I was just wondering what everyone thought about these two release systems. Everything else I have is tritronics and I have had very good luck with them, but I just wanted to hear opinions.

Thanks,

JohnP


----------



## Brad B (Apr 29, 2004)

I use and like tritronics. Check the product review board on here and do a search. Both are good equipment.


----------



## shootem (Apr 25, 2003)

I have had both only difference as far as I am concerned is sound.


----------



## badbullgator (Dec 20, 2004)

The only issue I have had recently with both is when training near some cell/television/radio towers. You must point the receiver antenna directly at you or the tower signals interfere. This does not happen in all areas with towers just one for us. I talked to TT about it and they said it is becoming a problem nationwide because new cell towers are popping up everywhere and the interfere with the "hobby frequencies". Oddly enough both my TT and dogtra are interfered with in this particular pasture, my bumper boys work fine. I guess BB is on a different frequency.
All that aside I like my TT best.


----------



## Bob Gutermuth (Aug 8, 2004)

I use nothing but TT products and do so partly due to their reliability. My only beef with the TT releases is the crappy sound.


----------



## Travis R. Bullock (May 11, 2005)

All I use and recommend is Tri-Tronics, they put out a top of the line e-collar and have excellent customer service.

Take Care,

Travis R. Bullock


----------



## Misty Marsh (Aug 1, 2003)

Some of my buddies and our retriever club have Tri-tronics remote releases and they have had all kind's of different problems with them! I have also used Dogtra in the past and have not had any problems with them, and thier duck sound actually sounds like a duck athough the ability to her it at distance can be an issue in wind etc.. I use my electronics and have'nt had any problems with reliability.


----------



## Jason Ferris (Feb 23, 2004)

Misty Marsh Labradors said:


> I use my electronics and have'nt had any problems with reliability.

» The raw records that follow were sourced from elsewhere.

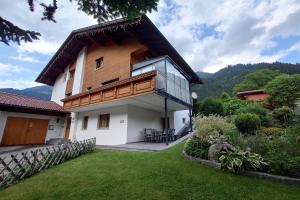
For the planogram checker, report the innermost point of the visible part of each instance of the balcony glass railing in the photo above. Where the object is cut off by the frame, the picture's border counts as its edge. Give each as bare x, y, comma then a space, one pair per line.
169, 79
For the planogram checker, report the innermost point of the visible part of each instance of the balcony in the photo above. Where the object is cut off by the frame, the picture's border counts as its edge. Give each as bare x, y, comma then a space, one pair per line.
69, 86
170, 80
135, 86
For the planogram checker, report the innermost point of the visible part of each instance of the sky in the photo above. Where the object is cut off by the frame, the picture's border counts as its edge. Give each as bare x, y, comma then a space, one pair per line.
210, 35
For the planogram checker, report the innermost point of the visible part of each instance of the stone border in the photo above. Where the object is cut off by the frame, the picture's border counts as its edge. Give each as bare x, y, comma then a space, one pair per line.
260, 175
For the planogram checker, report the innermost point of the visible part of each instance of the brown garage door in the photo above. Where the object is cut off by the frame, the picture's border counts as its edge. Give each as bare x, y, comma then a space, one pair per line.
24, 131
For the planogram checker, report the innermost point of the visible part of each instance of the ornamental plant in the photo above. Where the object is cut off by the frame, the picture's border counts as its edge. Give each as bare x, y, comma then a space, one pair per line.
247, 123
211, 127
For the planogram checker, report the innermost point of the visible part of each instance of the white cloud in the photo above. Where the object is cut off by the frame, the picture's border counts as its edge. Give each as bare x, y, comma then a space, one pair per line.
18, 84
247, 28
7, 69
25, 58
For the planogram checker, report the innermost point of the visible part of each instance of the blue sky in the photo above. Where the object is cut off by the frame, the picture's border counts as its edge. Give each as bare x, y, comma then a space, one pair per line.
209, 34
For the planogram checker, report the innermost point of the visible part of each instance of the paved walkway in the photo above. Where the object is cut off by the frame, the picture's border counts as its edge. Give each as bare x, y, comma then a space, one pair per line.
143, 146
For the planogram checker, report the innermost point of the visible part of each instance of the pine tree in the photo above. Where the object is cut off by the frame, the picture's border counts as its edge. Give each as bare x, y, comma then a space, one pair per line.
102, 10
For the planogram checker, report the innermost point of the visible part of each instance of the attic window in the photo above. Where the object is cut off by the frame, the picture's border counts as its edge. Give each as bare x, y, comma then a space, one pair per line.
99, 63
110, 81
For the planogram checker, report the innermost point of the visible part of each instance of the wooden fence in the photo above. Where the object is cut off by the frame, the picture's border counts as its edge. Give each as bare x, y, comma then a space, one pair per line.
19, 166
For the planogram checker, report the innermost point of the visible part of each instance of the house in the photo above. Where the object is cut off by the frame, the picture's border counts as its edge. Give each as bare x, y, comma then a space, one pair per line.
26, 120
118, 78
253, 95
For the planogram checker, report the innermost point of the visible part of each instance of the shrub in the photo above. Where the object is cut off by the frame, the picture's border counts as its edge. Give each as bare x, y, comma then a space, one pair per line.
272, 131
236, 139
212, 127
284, 153
240, 161
197, 147
284, 115
256, 109
247, 123
211, 106
233, 104
258, 143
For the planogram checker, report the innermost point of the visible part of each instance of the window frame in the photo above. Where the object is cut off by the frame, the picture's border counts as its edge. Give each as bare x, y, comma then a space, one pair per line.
99, 121
101, 64
83, 126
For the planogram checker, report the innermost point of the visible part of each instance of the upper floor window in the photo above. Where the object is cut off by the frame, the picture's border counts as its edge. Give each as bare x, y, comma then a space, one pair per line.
103, 121
110, 81
85, 122
99, 63
71, 75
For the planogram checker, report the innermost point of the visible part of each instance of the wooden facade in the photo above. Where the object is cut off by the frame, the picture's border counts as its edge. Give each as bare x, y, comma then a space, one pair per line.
134, 86
116, 62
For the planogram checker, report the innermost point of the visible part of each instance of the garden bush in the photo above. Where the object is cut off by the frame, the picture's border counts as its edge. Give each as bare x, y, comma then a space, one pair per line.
240, 161
272, 131
197, 147
211, 127
247, 123
236, 139
284, 115
256, 109
211, 106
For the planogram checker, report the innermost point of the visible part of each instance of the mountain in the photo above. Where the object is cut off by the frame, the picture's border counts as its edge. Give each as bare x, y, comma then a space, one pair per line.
226, 78
40, 92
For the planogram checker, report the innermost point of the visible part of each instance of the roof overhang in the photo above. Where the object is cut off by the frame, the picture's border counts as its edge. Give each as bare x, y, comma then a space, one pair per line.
141, 28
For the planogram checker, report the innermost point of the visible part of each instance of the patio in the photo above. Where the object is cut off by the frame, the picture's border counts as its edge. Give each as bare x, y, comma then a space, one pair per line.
143, 146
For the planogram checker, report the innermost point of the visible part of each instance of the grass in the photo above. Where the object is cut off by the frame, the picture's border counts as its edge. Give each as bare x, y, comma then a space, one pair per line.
107, 174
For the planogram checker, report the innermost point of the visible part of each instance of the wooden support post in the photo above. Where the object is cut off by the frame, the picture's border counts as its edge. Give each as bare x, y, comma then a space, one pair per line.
166, 120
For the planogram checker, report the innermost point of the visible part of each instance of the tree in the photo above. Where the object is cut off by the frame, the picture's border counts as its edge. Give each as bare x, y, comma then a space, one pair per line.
284, 90
101, 10
256, 80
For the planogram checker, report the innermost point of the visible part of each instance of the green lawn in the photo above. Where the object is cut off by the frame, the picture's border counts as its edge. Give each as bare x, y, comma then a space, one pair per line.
124, 175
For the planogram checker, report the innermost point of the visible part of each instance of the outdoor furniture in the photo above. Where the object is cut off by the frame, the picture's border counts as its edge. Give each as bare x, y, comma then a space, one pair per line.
171, 134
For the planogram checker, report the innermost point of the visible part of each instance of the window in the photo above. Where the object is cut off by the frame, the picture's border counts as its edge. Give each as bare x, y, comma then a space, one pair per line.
85, 122
99, 63
103, 121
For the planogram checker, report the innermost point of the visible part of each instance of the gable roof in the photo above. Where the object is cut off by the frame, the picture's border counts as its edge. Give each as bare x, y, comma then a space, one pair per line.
19, 103
116, 30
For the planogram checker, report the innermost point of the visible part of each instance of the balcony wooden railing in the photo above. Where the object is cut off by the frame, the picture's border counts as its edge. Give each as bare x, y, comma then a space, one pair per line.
134, 86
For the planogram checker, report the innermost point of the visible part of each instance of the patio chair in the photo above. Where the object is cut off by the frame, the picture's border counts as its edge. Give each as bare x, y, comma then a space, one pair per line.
171, 134
148, 137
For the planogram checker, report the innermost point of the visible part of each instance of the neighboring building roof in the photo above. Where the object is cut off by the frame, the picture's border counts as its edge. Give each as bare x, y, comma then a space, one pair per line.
249, 92
116, 30
18, 103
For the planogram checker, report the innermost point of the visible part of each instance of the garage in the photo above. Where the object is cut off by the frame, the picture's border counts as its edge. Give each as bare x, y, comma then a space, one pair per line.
24, 131
29, 121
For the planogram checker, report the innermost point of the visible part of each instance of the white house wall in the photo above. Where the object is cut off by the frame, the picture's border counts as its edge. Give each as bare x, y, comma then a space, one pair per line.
57, 132
59, 87
139, 119
114, 135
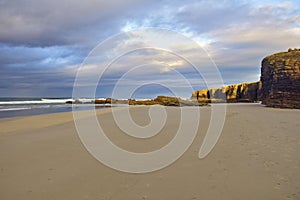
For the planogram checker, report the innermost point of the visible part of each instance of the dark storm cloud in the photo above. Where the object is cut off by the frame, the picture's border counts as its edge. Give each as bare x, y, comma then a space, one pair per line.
65, 22
42, 42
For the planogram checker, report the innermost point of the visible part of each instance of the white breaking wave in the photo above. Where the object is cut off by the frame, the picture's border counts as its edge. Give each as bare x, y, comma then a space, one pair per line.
42, 101
14, 109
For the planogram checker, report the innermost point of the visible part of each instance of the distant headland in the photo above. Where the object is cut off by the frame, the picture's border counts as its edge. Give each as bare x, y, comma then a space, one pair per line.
279, 86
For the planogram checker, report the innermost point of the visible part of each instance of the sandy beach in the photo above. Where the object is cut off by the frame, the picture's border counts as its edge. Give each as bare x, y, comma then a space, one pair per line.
256, 157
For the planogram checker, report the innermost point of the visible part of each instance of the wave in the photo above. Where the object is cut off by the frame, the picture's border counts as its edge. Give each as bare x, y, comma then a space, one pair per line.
14, 109
41, 101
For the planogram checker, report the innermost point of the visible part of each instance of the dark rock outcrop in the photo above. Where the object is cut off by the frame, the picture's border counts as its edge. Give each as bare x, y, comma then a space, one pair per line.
244, 92
280, 77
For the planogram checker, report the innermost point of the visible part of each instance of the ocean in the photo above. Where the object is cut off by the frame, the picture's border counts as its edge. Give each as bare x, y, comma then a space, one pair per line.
15, 107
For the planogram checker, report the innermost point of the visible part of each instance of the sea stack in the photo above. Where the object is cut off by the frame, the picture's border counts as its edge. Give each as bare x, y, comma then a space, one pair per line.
280, 77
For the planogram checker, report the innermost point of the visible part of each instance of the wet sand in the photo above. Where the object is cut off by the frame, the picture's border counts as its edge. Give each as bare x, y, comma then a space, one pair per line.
257, 157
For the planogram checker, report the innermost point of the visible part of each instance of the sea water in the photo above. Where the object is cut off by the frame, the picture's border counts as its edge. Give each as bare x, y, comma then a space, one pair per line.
14, 107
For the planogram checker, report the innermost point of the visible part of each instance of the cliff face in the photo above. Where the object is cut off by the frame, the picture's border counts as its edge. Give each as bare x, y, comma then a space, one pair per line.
245, 92
280, 77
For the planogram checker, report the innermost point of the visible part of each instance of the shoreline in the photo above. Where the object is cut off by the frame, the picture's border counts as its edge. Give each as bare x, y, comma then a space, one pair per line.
256, 157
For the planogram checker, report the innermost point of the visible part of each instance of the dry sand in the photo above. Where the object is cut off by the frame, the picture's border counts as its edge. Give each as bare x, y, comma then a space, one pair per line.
256, 157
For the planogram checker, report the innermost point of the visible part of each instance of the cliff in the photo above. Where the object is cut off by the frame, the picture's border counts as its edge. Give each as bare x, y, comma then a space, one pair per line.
280, 77
244, 92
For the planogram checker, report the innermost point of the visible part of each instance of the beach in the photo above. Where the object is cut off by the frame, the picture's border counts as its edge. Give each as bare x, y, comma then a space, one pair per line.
256, 157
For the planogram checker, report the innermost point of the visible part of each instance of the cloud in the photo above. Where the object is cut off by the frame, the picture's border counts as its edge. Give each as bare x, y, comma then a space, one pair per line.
43, 43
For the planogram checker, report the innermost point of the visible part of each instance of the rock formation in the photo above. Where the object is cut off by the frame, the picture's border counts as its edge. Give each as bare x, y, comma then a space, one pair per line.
245, 92
279, 85
280, 77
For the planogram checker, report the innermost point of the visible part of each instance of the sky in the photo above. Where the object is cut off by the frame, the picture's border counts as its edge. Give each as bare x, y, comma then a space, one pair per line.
45, 44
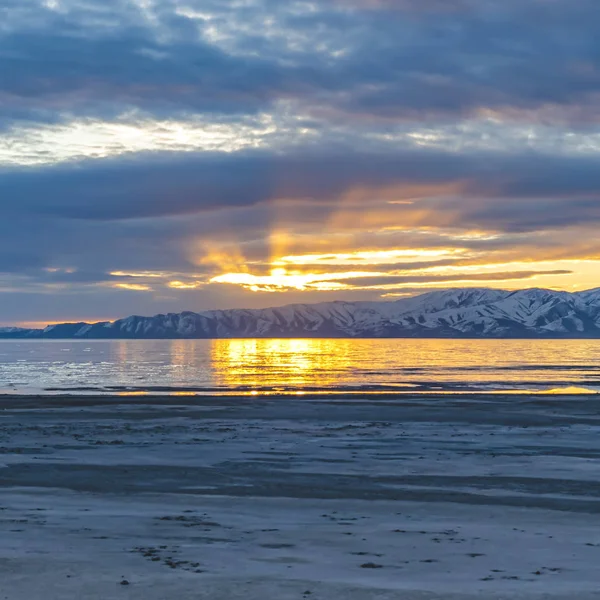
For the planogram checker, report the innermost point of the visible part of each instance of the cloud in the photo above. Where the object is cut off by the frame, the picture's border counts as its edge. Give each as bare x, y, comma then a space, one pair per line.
405, 60
175, 142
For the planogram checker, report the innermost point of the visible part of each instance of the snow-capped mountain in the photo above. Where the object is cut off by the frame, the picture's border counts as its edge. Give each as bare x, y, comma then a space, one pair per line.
470, 312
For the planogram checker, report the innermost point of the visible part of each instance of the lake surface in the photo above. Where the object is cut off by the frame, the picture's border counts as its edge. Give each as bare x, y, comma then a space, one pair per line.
303, 365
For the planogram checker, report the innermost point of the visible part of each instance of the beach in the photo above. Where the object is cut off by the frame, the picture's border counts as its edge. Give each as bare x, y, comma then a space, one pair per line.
358, 497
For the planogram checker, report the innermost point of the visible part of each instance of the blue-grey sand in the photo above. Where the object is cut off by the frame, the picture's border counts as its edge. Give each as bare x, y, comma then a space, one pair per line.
451, 497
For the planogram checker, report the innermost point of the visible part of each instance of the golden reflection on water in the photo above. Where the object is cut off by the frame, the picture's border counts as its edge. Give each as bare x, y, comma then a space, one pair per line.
280, 362
493, 366
298, 366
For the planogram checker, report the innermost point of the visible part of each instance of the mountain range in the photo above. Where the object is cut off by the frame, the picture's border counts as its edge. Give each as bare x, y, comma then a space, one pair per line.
452, 313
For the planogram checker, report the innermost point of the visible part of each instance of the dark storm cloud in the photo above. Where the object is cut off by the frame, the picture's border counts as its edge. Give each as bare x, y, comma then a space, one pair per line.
349, 71
508, 192
403, 60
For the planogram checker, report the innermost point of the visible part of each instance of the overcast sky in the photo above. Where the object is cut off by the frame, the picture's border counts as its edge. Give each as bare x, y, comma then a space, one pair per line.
168, 155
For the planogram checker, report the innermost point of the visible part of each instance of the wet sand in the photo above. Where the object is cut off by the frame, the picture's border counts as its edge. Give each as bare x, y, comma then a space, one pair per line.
415, 498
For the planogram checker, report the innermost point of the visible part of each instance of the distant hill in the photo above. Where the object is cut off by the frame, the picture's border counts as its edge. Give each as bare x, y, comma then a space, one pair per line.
469, 312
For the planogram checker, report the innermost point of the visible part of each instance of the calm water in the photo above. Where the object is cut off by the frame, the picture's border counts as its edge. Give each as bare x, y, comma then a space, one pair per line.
229, 366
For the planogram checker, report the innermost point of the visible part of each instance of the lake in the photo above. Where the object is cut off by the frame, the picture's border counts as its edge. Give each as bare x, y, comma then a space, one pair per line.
299, 365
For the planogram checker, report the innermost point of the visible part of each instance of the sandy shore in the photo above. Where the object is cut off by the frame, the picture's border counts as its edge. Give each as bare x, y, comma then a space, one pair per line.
416, 498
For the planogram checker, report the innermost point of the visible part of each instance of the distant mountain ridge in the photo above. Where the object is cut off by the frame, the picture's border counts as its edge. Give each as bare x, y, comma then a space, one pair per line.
452, 313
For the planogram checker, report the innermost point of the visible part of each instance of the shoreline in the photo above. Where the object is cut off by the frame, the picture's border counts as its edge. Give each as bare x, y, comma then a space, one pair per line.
419, 498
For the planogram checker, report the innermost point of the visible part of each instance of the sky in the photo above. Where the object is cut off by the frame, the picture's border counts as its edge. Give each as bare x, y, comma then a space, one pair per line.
169, 155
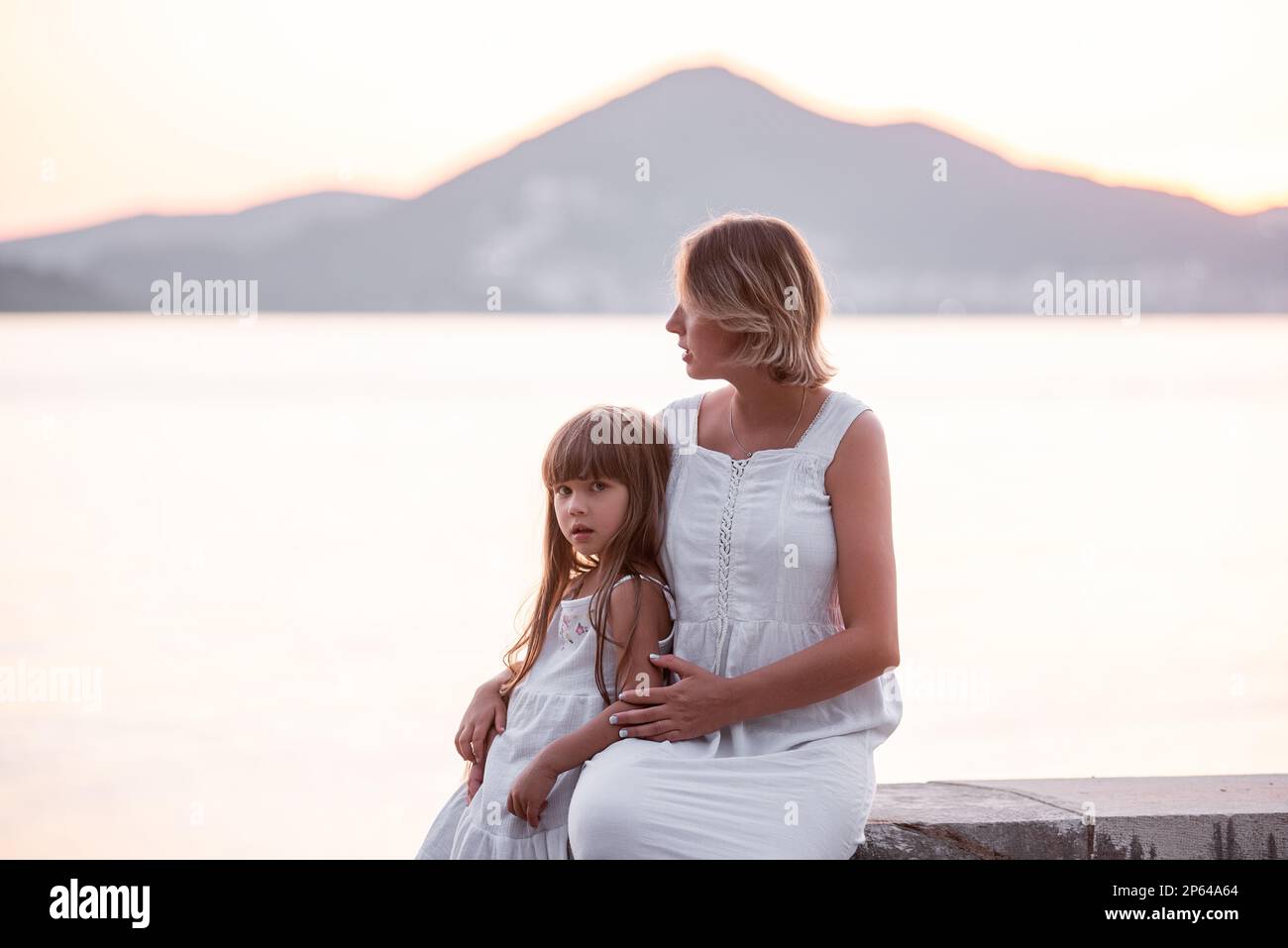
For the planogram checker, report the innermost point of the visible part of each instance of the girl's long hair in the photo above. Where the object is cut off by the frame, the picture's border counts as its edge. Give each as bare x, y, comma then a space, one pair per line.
601, 442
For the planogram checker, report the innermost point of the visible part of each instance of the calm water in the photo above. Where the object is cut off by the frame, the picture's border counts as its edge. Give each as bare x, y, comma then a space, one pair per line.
277, 558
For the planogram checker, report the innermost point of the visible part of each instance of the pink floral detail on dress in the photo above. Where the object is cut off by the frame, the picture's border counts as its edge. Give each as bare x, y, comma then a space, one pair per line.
563, 630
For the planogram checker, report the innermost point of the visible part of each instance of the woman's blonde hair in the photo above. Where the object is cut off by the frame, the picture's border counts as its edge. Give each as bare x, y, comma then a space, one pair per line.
755, 274
603, 442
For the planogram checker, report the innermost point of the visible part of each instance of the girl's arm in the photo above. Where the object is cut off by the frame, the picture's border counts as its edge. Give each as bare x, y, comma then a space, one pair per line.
634, 670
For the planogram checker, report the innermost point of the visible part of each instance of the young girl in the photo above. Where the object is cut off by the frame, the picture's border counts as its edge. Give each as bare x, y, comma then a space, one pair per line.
603, 607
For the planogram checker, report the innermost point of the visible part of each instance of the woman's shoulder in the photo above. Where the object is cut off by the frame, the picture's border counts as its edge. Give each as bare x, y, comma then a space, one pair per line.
836, 424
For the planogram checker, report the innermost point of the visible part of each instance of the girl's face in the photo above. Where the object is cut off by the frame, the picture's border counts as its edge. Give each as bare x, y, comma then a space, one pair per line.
708, 348
590, 511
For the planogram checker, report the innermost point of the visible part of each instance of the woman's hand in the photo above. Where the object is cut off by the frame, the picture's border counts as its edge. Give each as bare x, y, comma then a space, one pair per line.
528, 796
473, 782
698, 703
483, 720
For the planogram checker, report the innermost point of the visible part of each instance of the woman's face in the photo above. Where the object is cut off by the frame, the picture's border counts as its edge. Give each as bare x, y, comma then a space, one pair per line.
708, 348
597, 505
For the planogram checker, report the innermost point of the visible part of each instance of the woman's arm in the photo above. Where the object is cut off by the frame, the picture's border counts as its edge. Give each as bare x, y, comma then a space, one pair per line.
858, 480
700, 702
635, 673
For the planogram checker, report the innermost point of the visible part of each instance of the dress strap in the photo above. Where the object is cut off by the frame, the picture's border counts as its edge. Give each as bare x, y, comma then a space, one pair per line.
666, 590
831, 424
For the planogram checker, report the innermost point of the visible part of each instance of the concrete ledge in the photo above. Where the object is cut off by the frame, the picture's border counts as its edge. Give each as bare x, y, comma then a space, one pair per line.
1235, 817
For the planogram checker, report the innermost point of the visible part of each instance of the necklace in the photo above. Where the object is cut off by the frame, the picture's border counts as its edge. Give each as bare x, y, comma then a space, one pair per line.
804, 391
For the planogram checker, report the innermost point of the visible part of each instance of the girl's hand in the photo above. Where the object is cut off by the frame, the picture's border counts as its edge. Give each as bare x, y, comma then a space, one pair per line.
483, 720
698, 703
528, 796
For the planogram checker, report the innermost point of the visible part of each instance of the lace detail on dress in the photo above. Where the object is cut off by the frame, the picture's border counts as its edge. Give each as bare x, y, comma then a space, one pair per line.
735, 472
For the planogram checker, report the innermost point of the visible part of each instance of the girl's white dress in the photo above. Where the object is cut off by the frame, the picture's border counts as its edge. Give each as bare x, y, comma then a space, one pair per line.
555, 698
750, 552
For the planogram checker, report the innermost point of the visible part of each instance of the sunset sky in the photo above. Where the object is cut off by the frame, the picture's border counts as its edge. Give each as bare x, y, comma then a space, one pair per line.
117, 108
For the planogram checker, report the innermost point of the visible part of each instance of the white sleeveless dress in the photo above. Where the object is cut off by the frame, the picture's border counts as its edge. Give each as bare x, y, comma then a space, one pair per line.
750, 552
555, 698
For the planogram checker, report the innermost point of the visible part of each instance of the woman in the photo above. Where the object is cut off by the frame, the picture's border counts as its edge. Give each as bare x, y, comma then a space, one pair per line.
778, 549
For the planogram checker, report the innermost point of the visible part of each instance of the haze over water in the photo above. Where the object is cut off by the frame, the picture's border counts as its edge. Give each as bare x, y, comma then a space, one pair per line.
292, 549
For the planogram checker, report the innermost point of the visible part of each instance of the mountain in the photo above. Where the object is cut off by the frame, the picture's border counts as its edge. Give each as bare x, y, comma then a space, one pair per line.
561, 222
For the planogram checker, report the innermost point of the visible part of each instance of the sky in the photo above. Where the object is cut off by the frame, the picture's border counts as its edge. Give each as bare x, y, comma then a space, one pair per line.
123, 107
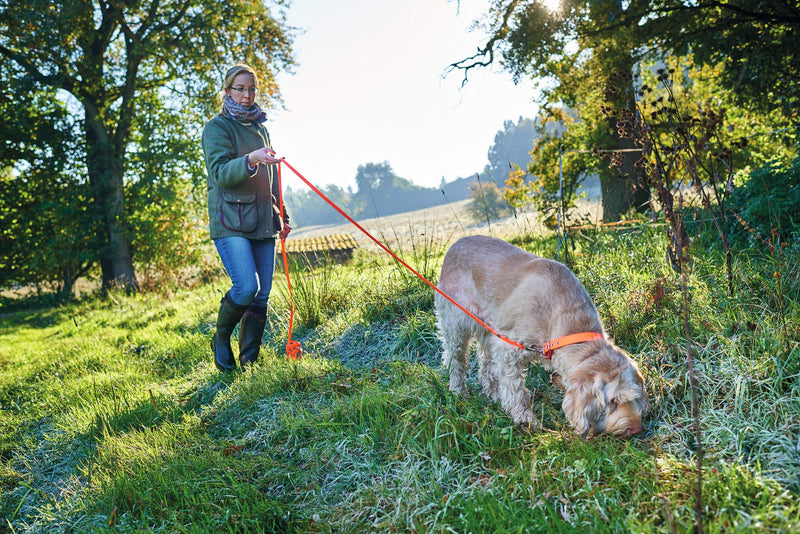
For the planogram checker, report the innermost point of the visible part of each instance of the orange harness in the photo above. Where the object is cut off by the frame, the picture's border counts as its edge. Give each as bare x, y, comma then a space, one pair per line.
550, 346
293, 348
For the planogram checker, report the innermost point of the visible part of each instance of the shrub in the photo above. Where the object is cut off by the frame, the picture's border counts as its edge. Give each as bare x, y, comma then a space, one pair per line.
769, 200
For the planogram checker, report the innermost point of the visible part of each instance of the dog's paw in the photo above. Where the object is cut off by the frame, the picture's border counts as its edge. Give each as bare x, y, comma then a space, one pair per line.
555, 379
527, 428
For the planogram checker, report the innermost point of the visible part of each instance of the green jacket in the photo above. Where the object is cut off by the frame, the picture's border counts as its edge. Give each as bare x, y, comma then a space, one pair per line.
240, 203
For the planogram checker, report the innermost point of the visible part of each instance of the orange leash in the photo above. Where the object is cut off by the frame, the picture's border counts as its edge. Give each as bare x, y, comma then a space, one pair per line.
293, 348
546, 351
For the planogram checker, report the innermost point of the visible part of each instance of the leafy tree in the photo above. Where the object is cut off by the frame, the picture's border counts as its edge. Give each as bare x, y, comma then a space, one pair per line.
756, 44
512, 145
487, 201
45, 227
119, 64
576, 67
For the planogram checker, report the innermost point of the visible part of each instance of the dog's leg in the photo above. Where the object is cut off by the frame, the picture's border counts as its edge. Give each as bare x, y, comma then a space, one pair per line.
514, 396
487, 372
456, 339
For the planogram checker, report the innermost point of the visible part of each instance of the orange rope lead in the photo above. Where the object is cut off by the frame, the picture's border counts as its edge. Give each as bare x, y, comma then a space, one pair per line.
384, 247
293, 348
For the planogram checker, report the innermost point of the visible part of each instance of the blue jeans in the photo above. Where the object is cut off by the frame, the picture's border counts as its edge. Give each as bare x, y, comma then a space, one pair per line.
250, 263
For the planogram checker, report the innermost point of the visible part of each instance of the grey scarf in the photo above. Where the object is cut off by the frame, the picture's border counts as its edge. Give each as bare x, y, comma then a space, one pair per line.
240, 113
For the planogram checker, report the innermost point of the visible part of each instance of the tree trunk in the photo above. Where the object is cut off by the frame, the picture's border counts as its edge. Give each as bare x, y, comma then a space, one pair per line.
620, 185
105, 174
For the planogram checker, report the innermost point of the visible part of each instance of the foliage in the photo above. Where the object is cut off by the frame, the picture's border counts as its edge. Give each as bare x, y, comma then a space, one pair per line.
511, 146
755, 43
769, 200
47, 231
134, 77
487, 202
555, 173
113, 408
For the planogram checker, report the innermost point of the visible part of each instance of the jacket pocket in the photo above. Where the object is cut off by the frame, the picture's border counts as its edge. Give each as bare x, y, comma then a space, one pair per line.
238, 211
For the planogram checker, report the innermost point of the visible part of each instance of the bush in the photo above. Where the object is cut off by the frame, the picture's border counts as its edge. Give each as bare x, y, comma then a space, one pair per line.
769, 200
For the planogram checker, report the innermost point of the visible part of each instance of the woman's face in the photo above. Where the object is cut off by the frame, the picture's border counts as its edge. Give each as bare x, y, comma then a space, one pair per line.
243, 89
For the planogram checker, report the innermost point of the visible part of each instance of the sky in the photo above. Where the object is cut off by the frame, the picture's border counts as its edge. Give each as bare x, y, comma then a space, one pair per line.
369, 88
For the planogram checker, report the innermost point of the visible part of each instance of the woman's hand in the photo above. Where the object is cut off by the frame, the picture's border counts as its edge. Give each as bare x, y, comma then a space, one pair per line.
265, 156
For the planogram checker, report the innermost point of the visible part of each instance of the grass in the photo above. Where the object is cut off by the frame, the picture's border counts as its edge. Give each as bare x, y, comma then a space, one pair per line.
114, 418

Getting close to shameless self promotion territory there Trent :wink: 

Seriously though - take a look at the Elsema based systems built by Misty Marsh, Air Lauch King and others, or consider building them yourself. You will save a lot of money and have a very reliable system.

Cheers, Jason.


----------



## Misty Marsh (Aug 1, 2003)

I know Jason! I was trying not to push my stuff too hard on him, but I'm pretty excited about a new 212E based plug and play system that only requires two "over the shelf" 9V batteries and to be plugged in to the supplied 3.5mm plug on all wingers/lauchers for $136.99 US! Now that's a shameless self promoting plug .


----------



## okvet (Jun 20, 2006)

i ordered the dogtra with my two wingers. have not had any problems with them and the sound is awesome.


----------